I arrived here because I had the issue that pData(cytoset)<- assignments mess up the column order and loose the column types of the provided data.frame, I guess because of the translation into C structures. After reading this thread and #294 I believe I got the point of the transition from flowSet to cytoset except for the handling of metadata.

To my understanding phenoData/pData were designed to hold arbitrary metadata (as I read in the Biobase intro vignette) and the normalization by pData(cytoset)<- to strings goes against that. I was previously using ncdfFlowSet of which I liked the separation of lightweight metadata as R structures from heavyweight cytodata as on-disk structures. I guess this means that people will then start to keep cytometry data and sample metadata as separate objects and having a pData slot becomes kind of obsolete.

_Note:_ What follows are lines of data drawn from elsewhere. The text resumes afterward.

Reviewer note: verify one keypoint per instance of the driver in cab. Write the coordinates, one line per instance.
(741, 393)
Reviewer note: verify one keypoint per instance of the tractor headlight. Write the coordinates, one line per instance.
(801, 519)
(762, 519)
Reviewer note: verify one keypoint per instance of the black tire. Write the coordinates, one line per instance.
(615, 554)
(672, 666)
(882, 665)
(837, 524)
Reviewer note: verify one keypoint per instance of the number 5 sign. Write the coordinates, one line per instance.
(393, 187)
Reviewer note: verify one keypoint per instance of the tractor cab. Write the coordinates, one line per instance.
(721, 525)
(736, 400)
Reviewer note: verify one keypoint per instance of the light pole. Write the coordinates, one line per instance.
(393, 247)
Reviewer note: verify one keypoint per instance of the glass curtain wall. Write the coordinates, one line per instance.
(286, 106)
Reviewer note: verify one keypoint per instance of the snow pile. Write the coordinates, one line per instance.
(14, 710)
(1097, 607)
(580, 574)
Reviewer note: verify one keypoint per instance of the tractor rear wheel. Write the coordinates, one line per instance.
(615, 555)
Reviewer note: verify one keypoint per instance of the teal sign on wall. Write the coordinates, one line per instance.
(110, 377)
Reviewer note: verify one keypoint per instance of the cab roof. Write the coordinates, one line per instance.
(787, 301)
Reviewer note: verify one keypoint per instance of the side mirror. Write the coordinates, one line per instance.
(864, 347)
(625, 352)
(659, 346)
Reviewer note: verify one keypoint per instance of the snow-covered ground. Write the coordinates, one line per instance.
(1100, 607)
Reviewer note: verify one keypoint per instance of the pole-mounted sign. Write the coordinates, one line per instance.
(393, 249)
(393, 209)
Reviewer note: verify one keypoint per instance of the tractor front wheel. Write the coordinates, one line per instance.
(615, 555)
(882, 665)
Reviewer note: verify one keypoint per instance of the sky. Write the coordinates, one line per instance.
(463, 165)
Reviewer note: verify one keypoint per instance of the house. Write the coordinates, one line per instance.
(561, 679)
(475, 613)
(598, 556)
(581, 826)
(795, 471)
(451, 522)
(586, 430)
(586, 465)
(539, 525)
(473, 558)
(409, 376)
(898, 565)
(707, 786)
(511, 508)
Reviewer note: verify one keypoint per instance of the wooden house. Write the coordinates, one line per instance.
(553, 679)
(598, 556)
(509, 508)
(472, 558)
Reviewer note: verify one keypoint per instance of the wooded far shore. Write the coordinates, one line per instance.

Maybe you could improve the cytoset help page for the pData function to make it clearer for the users what to expect.

[rebeccaongmtu]

This situation where the pData of the gatingset is forced to characters makes it challenging to integrate with typical ggplot functionality. Usually, I rely on factor levels to order facets in my plots, but I'm unable to do that with the gatingset data.

I'm trying to combine ggcyto with ggridges to obtain stacked density plots that are ordered based on sampling time. In my flowset, my variables are set up in the pData as factors but because the pData for the gatingset forces all the variables to characters, the stacked plots end up ordered illogically. I also cannot reorder the facets - logically the 50:50 should be between the live and dead cell populations. Do any of you know of another approach to reorder that doesn't rely on pData factor levels?

ggcyto(gs_sc,aes(x=FL1.A, fill = sampling_time), subset = "singlets") + theme_bw() + geom_density_ridges(aes(y = sampling_time), alpha = 0.5) + facet_grid(treatment~.)